Promoted at the Hong Kong Filmart by Pony Canyon Inc., there were initially high hopes that “I Just Didn’t Do It” might be snapped up for foreign distribution, but the tale is a far bleaker view of Japanese society, for which Sou makes no apologies.

The story revolves around a young man, played by Ryo Kase, who is on his way to a job interview on a crowded train when he is wrongly accused by a schoolgirl of molesting her.

“All my movies are made from a Japanese perspective and I am never sure how they are viewed all over the world. My aim is show just how bad the Japanese criminal justice system is,” Sou said. “I would like to know how other people regard the film because I want foreigners to feel the same rage that I do about Japan’s legal system."

The film's protagonist protests his innocence as a police officer tries to coerce him into signing a confession with the promise of immediate release after paying compensation. The young man stands his ground, is arrested and gets ever more tangled up in legal confusion.

And Suo is quick to point out that the story is far from fictional.

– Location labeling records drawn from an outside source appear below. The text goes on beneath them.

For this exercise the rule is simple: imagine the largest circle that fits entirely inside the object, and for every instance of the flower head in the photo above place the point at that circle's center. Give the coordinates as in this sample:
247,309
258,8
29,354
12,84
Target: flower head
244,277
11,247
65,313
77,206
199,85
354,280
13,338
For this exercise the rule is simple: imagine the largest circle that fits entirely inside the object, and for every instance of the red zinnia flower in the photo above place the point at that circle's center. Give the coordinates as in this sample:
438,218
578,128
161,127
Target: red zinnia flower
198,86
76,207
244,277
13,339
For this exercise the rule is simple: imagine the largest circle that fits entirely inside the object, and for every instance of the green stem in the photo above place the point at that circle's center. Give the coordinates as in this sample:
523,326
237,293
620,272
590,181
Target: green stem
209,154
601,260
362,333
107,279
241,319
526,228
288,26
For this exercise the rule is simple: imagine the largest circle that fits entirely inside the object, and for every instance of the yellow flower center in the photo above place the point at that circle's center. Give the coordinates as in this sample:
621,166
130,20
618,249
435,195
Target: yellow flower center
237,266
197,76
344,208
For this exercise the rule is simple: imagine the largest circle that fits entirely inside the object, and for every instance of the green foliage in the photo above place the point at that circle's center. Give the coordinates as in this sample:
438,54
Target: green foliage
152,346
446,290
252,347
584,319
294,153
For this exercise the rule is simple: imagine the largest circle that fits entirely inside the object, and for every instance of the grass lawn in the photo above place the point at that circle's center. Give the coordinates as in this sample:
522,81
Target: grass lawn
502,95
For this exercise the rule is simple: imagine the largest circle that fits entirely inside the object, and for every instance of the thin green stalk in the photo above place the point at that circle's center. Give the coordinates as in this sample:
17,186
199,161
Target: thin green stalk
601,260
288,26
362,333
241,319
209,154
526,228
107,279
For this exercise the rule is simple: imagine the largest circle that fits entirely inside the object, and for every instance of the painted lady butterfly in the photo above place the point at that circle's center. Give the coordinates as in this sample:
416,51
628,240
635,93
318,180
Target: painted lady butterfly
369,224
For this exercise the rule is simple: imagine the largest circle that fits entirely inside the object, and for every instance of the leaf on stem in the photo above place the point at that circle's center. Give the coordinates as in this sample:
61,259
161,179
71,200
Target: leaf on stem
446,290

“It is based on numerous men’s stories,” he said. “These incidents happen a lot in Japan. There was another case of a man being falsely accused only yesterday.”

Groping on Japan’s notoriously congested trains is a genuine problem, but it has spawned a trend among some young women looking for a payout from a commuter who would rather pay a fine than deal with the legal system.

“I first started to focus on this topic six years ago and I feel so strongly about it that if I had known of the problem when I was making ‘Shall We Dance?’, I am not sure if I would have even finished that movie,” he said.